Description
I've rewritten the current read_gbq()
function using google-cloud-python
, which handles the naming of structs and arrays out of the box. For more discussion about this, see: https://github.com/pydata/pandas-gbq/issues/23.
~However, because of the fact that google-cloud-python potentially uses different authentication flows and may break existing behavior, I've left the existing read_gbq()
function and and named this new function from_gbq()
. If in the future we are able to reconcile the authentication flows and/or decide to deprecate flows that are not supported in google-cloud-python
, we can rename this to read_gbq()
.~
UPDATE: As requested in comment by @jreback (https://github.com/pydata/pandas-gbq/pull/25/files/a763cf071813c836b7e00ae40ccf14e93e8fd72b#r110518161), I deleted old read_gbq()
and named my new function read_gbq()
, deleting all legacy functions and code.
Added in a few lines to requirements file, but I'll leave it to you @jreback to deal with conda dependency issues which you mentioned in Issue 23.
Let know if any questions or if any tests need to be written.

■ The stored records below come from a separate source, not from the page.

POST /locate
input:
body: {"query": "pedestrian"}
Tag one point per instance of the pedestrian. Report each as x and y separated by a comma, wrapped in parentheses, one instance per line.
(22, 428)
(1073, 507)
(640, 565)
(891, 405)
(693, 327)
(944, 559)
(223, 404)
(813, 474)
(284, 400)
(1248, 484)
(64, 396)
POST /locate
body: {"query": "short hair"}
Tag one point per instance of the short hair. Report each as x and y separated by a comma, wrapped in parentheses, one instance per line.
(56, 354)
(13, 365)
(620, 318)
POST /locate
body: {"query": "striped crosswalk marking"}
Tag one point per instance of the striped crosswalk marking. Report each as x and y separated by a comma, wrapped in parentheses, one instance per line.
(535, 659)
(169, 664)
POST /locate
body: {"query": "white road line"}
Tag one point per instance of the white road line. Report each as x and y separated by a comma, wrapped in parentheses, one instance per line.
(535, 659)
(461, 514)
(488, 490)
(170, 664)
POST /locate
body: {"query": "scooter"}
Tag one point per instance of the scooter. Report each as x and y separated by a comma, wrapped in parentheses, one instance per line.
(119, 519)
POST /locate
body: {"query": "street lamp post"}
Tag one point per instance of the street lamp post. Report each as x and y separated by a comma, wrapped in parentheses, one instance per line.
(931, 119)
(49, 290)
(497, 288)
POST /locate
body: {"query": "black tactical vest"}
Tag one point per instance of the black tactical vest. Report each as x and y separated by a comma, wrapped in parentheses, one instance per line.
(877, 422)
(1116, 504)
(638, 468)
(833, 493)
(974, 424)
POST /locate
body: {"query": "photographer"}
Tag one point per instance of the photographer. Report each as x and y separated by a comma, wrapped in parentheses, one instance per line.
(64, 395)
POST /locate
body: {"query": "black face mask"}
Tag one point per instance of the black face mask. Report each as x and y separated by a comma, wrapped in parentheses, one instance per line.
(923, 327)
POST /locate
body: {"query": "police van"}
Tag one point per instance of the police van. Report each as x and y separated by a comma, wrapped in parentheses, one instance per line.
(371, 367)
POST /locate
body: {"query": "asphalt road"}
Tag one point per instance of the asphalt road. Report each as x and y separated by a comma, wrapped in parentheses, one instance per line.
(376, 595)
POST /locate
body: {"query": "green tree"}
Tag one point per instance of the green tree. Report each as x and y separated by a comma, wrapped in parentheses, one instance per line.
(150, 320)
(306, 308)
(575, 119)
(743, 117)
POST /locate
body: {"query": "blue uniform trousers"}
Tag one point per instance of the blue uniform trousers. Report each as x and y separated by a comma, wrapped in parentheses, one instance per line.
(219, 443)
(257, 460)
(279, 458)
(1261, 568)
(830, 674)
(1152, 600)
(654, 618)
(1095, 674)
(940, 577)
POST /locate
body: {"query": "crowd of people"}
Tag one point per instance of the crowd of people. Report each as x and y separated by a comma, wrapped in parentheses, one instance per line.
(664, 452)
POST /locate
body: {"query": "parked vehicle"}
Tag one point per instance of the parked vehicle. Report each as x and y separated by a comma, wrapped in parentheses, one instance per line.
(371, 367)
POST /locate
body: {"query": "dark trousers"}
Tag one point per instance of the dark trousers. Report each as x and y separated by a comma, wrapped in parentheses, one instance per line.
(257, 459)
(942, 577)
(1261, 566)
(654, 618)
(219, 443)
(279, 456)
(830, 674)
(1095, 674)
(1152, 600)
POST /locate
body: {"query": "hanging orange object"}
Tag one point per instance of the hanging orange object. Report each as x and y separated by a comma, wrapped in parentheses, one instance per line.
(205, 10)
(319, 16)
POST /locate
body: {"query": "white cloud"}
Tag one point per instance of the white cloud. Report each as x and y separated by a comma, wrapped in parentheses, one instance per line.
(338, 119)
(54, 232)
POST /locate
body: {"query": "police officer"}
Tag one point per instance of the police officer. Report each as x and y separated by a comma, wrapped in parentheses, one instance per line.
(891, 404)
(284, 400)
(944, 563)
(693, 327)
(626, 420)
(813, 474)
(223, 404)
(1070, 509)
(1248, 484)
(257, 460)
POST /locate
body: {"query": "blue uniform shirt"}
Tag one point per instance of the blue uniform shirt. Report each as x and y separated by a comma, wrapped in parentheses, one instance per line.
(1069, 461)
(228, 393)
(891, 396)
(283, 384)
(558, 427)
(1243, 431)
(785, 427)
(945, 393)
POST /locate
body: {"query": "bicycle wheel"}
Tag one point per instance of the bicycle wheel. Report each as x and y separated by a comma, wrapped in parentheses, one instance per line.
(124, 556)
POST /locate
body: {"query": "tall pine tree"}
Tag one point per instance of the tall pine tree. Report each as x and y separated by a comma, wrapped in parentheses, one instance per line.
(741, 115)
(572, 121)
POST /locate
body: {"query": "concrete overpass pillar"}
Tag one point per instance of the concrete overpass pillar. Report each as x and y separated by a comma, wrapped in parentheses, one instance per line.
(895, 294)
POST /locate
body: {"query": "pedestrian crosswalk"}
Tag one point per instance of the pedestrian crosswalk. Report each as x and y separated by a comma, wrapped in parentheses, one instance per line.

You can confirm that it works by running the following:
q = """
select ROW_NUMBER() over () row_num, struct(a,b) col, c, d, c*d c_times_d, e
from
(select * from
(SELECT 1 a, 2 b, null c, 0 d, 100 e)
UNION ALL
(SELECT 5 a, 6 b, 0 c, null d, 200 e)
UNION ALL
(SELECT 8 a, 9 b, 10.0 c, 10 d, 300 e)
)
"""
df = gbq.read_gbq(q, dialect='standard')
df
| row_num | col | c | d | c_times_d | e |
|---------|--------------------|------|------|-----------|-----|
| 2 | {u'a': 5, u'b': 6} | 0.0 | NaN | NaN | 200 |
| 1 | {u'a': 1, u'b': 2} | NaN | 0.0 | NaN | 100 |
| 3 | {u'a': 8, u'b': 9} | 10.0 | 10.0 | 100.0 | 300 |
q = """
select array_agg(a) mylist
from
(select "1" a UNION ALL select "2" a)
"""
df = gbq.read_gbq(q, dialect='standard')
df
| mylist |
|--------|
| [1, 2] |
q = """
select array_agg(struct(a,b)) col, f
from
(select * from
(SELECT 1 a, 2 b, null c, 0 d, 100 e, "hello" f)
UNION ALL
(SELECT 5 a, 6 b, 0 c, null d, 200 e, "ok" f)
UNION ALL
(SELECT 8 a, 9 b, 10.0 c, 10 d, 300 e, "ok" f)
)
group by f
"""
df = gbq.read_gbq(q, dialect='standard')
df
| col | f |
|------------------------------------------|-------|
| [{u'a': 5, u'b': 6}, {u'a': 8, u'b': 9}] | ok |
| [{u'a': 1, u'b': 2}] | hello |
Confirmed that col_order
and index_col
still work ~(feel free to pull that out into a separate function since there's now redundant code with read_gbq()
)~, and I removed the type conversion lines which appear to be unnecessary (google-cloud-python and/or pandas appears to do the necessary type conversion automatically, even if there are nulls; can confirm by examining the datatypes in the resulting dataframes).
type: feature request